Des tentatives de déstabilisation
Cette fonction, indispensable à la démocratie, est aujourd’hui l’objet de multiples tentatives de déstabilisation. Si le terme d’organisations non gouvernementales apparaît en 1945 en même temps que naît l’Organisation des Nations unies, leurs prédécesseures, les associations de solidarité internationale, les avaient devancées dans la gestion de certaines crises, s’opposant à des décisions gouvernementales jugées inacceptables : c’est ainsi qu’est née Oxfam, en 1942, pour contrer le blocus des Alliés qui affamait la population grecque.
Partout où progressent les populismes, les dirigeants politiques ont bien perçu qu’une partie des opinions publiques est désormais sensible à des discours fondés sur le refus de l’accueil des étrangers, dans un amalgame volontairement brouillé des mécanismes qui poussent des hommes et des femmes à choisir le chemin de l’exil. La liste des menaces et tentatives d’intimidation s’allonge, déployant différents registres développés par les gouvernements.
Accusations de complicité avec des passeurs, par l’agence Frontex, à l’égard de Save the Children, en 2016 ; traduction devant la justice de citoyens mis en examen et condamnés pour des actes de solidarité à l’égard de migrants (Calais, vallée de la Roya) ; propos accusateurs de l’actuel ministre de l’intérieur français, M. Castaner, à l’encontre des ONG françaises qui se mobilisent dans ce domaine ; accusation d’une autre capitaine, Pia Klemp, par le même gouvernement italien d’« aide et de complicité à l’immigration illégale » ; immobilisation forcée de l’Aquarius sous de fallacieux motifs qui n’ont pour préoccupation réelle que d’interrompre les actions de sauvetage déployées par SOS Méditerranée…
Contre le principe d’humanité
Toutes ces stratégies constituent des atteintes réitérées à l’encontre du principe primordial qui fonde le droit international humanitaire (DIH) : le principe d’humanité. On assiste, au fil des mois, à une multiplication d’attaques de plus en plus décomplexées visant à occulter ce principe universel, comme ses fondements éthiques et juridiques. C’est au nom d’une commune humanité que des citoyens libres, agissant individuellement ou regroupés au sein d’associations, sont fondés à tendre la main, à se mobiliser pour secourir l’étranger qui fuit son pays, un pays qui n’est pas le nôtre, pour venir chercher secours, souvent au péril même de sa vie. Cet autre, qui malgré ce qui nous sépare, est un peu de nous-mêmes.
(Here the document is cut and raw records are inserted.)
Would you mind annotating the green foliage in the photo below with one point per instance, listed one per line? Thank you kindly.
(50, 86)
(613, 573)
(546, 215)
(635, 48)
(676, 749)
L’arrestation de Carola Rackete est inacceptable : c’est un déni du droit de la mer ; c’est un déni des conventions de Genève de 1951 sur le droit des réfugiés ; c’est un déni du principe d’humanité. Nous, dirigeants d’ONG internationales, conscients et informés des situations que fuient de nombreuses personnes secourues par le Sea-Watch, souhaitons apporter à Carola Rackete, prisonnière d’opinion, détenue politique, le témoignage de notre respect et de notre soutien. Nous demandons sa libération immédiate, sans condition !
Nous revendiquons un sursaut des Etats européens, à travers l’application du droit international de sauvetage en mer, et l’examen des demandes d’asile dans le respect de la convention de Genève, c’est-à-dire la mise en place de politiques d’accueil dignes.
Les signataires de cette tribune sont : Philippe de Botton, président de Médecins du Monde – France ; Cécile Duflot, directrice générale d’Oxfam France ; Xavier Emmanuelli, président du SAMU social international ; Rachid Lahlou, président du Secours islamique France ; Pierre Micheletti, président d’Action contre la faim – France ; Thierry Mauricet, directeur général de Première Urgence internationale ; Manuel Patrouillard, directeur général de la Fédération handicap international ; et Jean-Baptiste Richardier, cofondateur de United Against Inhumanity.